Peter Crooks

I am Founding Director of Beyond 2022: Ireland’s Virtual Record Treasury (https://beyond2022.ie/), an all-island and international collaboration to create a virtual reality reconstruction of the Public Record Office of Ireland, and its collections, which were destroyed at the outbreak of the Irish Civil War in 1922. I am also the Academic Coordinator of the Trinity Long Room Hub’s Multiannual Lecture Series entitled, ‘Out of the Ashes: Collective Memory, Cultural Loss and Recovery’ (2018 to 2021).

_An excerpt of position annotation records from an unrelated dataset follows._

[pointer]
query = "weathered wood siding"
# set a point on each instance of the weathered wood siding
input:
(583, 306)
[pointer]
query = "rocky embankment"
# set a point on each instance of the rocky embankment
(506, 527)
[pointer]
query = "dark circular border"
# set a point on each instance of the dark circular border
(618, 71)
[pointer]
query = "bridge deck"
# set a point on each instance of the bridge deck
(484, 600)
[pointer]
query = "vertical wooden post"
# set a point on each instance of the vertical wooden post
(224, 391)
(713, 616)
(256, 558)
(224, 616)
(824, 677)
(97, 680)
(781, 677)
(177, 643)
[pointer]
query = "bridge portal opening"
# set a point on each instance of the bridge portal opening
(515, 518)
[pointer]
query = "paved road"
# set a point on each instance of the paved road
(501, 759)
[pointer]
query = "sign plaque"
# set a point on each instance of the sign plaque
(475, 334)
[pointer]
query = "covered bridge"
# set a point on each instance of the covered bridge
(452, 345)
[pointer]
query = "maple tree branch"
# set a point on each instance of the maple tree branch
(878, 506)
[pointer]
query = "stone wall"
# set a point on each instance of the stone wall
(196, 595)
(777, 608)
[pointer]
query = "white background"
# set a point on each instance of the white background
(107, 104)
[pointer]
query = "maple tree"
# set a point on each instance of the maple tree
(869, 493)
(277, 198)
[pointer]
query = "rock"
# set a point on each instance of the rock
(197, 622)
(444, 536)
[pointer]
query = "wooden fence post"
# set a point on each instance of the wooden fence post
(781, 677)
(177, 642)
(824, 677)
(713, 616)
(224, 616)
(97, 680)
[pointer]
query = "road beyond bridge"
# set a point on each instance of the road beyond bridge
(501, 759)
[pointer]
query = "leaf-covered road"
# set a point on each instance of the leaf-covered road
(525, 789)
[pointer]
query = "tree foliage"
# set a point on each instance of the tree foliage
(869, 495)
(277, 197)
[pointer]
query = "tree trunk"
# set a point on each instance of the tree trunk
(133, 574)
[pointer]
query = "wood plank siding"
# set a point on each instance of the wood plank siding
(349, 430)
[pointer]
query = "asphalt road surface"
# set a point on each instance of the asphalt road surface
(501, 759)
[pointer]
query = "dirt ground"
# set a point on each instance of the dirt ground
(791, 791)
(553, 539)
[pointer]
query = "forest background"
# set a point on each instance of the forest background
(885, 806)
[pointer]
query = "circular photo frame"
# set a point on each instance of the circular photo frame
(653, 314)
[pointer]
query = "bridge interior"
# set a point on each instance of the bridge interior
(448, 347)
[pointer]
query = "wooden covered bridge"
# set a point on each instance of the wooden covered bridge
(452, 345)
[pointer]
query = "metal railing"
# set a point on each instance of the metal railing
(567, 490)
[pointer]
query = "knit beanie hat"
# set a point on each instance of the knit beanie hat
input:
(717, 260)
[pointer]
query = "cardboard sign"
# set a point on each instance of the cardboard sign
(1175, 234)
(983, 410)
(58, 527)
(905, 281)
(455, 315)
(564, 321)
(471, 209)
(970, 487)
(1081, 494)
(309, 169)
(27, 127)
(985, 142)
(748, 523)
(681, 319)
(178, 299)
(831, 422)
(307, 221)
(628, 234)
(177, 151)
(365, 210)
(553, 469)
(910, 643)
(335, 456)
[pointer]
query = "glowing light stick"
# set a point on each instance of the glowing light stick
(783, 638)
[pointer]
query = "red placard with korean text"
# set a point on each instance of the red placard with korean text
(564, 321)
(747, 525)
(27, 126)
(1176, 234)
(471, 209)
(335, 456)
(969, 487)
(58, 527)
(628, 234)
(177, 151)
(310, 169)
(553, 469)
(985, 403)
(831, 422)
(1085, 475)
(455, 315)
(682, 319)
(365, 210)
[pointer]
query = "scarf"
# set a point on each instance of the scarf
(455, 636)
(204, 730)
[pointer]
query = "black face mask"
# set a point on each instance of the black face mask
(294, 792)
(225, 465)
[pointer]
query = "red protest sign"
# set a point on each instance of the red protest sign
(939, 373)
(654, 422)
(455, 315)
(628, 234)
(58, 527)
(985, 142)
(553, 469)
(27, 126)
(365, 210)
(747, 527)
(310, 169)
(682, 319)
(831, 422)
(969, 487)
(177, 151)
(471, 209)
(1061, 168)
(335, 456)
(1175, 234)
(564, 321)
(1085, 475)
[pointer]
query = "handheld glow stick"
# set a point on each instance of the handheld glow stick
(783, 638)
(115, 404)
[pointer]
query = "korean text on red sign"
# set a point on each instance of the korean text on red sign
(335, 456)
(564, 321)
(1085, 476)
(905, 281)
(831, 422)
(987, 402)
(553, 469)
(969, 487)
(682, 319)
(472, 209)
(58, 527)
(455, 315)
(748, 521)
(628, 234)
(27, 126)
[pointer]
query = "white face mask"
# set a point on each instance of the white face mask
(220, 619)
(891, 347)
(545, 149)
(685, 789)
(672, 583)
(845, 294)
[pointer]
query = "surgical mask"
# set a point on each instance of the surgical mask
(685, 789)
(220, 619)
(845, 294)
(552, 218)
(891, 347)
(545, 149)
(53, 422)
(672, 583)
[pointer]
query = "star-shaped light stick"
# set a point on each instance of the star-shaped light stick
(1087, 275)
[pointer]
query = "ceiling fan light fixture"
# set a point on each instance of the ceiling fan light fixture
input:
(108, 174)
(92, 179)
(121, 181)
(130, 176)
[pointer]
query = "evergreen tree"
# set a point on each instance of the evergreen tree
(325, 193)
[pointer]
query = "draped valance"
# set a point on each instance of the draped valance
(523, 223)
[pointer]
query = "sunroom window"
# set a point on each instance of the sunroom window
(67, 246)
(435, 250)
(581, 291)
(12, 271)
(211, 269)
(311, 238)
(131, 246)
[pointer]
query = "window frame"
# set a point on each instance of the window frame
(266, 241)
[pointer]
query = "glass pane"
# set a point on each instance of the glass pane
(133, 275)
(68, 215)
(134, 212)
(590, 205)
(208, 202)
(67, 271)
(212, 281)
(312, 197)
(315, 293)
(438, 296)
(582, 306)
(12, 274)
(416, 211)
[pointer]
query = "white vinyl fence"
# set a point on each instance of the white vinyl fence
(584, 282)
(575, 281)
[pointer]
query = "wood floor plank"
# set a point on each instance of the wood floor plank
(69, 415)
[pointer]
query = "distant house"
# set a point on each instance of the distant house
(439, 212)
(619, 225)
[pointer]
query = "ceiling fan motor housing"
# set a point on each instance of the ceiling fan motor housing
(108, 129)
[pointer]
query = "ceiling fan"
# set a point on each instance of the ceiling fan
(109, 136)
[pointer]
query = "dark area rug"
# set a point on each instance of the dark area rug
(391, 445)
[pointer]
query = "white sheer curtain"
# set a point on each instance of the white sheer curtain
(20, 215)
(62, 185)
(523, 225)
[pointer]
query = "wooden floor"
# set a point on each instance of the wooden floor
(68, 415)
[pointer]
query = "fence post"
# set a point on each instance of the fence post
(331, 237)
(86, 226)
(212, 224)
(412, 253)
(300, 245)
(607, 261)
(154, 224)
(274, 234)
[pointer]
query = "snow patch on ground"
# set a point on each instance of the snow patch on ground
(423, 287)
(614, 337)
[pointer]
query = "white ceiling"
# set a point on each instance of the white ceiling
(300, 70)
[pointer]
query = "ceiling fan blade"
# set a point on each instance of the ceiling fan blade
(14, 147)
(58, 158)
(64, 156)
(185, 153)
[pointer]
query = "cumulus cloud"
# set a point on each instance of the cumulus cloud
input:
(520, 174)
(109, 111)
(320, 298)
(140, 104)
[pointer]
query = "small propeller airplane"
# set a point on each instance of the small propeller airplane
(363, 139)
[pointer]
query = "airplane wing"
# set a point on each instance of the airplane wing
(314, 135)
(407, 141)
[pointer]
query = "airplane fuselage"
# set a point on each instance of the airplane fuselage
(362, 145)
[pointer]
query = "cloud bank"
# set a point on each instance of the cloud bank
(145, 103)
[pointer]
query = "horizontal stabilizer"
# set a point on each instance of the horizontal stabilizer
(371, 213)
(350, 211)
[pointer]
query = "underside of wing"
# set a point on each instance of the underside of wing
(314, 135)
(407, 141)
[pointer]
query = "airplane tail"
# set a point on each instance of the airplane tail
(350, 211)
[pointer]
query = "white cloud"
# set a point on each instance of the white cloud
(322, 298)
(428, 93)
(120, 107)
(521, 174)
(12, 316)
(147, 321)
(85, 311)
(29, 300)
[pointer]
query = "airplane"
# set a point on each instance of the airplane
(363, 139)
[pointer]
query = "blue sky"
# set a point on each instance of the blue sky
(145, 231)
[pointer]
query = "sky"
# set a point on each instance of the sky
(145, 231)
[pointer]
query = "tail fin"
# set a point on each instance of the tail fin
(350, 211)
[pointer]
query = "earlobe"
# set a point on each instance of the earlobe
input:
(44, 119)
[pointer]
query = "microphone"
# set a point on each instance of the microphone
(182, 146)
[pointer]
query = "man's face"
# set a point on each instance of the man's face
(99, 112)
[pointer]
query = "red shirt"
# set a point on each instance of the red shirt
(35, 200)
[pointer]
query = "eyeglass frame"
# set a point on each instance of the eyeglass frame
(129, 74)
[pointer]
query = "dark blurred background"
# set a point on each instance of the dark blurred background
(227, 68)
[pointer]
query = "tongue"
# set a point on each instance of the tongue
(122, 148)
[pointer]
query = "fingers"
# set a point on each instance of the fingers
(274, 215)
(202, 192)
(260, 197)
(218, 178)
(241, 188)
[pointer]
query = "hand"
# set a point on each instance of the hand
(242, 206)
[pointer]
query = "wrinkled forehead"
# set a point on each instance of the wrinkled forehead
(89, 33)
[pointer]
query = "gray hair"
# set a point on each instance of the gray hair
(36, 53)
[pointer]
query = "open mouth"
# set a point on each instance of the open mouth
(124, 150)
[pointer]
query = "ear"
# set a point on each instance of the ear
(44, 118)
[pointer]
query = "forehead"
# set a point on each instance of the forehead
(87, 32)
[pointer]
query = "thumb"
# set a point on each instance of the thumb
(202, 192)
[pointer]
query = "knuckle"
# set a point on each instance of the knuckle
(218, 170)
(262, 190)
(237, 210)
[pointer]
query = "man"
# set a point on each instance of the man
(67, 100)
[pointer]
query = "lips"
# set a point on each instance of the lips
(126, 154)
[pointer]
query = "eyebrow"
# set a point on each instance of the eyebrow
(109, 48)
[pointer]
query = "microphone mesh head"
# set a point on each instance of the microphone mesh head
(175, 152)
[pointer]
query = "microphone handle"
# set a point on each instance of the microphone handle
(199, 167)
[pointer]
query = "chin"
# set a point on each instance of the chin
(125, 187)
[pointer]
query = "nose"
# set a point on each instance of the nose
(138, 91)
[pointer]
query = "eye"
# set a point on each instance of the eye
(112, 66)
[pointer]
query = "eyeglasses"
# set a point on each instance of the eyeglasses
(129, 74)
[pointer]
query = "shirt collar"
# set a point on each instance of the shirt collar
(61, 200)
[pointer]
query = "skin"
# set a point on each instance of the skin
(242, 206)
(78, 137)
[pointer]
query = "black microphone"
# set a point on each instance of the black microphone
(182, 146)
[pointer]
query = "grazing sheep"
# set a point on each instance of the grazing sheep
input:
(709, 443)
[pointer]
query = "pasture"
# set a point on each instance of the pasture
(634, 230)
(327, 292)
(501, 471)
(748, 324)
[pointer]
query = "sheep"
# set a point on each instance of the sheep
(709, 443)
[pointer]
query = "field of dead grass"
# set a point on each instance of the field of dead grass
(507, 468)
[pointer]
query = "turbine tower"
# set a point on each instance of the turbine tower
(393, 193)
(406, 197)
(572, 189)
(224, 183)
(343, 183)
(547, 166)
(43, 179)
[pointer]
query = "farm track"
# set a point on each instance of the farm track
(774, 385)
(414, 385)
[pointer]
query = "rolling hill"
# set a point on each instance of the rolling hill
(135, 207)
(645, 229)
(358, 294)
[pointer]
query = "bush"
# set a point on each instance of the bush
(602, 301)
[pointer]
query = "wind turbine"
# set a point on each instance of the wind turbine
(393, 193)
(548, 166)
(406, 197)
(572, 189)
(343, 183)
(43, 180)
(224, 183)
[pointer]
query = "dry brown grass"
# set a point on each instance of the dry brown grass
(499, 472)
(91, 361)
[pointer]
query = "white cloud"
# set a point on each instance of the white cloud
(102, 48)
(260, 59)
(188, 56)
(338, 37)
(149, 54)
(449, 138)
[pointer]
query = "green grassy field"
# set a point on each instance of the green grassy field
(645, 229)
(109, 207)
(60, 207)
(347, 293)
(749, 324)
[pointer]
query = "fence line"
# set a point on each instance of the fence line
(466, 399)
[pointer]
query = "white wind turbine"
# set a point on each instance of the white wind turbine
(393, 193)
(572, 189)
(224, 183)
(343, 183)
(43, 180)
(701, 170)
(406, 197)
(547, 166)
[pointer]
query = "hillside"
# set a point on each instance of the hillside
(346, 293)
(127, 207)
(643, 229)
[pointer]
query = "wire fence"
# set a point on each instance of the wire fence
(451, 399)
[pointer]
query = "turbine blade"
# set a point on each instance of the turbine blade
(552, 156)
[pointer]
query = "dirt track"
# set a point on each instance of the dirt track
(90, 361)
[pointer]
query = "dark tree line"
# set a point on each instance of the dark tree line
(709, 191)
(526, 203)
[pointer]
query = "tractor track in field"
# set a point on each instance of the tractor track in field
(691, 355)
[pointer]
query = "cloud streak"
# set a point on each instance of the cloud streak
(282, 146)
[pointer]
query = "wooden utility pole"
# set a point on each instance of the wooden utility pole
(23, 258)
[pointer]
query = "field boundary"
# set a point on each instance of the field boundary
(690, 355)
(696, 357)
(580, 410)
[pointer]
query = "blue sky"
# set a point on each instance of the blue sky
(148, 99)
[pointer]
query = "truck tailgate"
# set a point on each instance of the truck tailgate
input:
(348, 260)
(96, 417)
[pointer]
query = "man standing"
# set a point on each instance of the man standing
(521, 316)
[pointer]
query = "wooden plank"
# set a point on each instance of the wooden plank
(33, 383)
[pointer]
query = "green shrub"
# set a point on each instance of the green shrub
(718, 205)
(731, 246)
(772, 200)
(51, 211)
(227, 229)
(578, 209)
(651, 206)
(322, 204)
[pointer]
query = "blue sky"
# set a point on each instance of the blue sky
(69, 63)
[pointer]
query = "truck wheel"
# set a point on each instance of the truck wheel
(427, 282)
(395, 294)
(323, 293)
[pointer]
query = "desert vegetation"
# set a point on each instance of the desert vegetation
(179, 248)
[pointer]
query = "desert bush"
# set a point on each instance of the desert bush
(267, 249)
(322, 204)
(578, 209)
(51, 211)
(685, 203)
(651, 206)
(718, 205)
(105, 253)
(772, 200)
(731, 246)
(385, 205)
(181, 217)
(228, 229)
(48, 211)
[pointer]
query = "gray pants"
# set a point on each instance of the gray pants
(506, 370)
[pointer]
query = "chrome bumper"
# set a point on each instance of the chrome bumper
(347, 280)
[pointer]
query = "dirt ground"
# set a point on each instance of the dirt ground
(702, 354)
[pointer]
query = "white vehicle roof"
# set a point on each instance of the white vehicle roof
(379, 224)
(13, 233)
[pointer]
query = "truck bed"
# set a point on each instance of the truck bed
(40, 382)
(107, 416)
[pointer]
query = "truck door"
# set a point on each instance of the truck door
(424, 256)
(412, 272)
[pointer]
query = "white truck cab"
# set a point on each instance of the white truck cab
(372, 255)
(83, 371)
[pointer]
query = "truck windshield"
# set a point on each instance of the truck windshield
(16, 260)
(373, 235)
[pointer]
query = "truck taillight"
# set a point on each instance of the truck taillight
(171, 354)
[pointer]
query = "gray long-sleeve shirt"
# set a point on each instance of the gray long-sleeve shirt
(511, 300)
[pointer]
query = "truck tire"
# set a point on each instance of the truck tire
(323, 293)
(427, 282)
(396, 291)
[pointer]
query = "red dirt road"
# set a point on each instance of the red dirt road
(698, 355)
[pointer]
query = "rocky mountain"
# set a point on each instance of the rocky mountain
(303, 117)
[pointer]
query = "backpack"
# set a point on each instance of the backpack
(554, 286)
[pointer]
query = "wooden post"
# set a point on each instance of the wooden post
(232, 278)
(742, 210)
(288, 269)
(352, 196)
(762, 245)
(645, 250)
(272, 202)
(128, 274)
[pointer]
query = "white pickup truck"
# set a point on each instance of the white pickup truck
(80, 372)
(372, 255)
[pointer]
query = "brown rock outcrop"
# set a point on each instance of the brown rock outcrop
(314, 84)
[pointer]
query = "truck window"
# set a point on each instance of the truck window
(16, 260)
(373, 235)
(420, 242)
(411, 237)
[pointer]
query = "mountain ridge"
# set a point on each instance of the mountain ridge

My primary discipline is history. I have published widely on Irish and British medieval Irish history and have been commissioned to serve as editor of the forthcoming Cambridge History of Britain, vol. 2: 1100–1500.

Lauren Cassidy

Lauren is doing a research masters in Natural Language Processing with a focus on developing technology and resources for for user generated content in Irish.

Alberto Poncelas

Alberto is a postdoctoral researcher at ADAPT Centre. His research interests include Machine Translation and NLP. Currently he investigates the indirect translation in NMT. He hold a PhD in Machine Translation from Dublin City University and a M.Sc. in Machine Learning from the University of the Basque Country. He has also worked as a Software and Big Data Engineer.

David Woods

David is a PhD student with ADAPT at Trinity College Dublin under Dr Tim Fernando and Dr Carl Vogel. His current research revolves around developing methods for classifying and reasoning about events, in the context of intelligent systems. His interests are in using NLP and Computational Linguistics to improve AI-human interactions.

Jafaritazehjani

I work on the subject of neural style transfer in text as a PhD researcher in collaboration between universities of Rennes1, and TU Dublin. I have finished the second year of my project here.

Pintu Lohar

Pintu Lohar is currently working as a Post Doctoral Researcher in ADAPT Centre. His area of interest is Machine Translation, Natural Language Processing and analysis of social media data.

James Barry

James is a PhD Student at the School of Computing, Dublin City University. His research focuses on natural language processing, with a particular focus on dependency parsing. He is interested in applying machine learning algorithms for multilingual applications, under domain shift and in low-resource scenarios.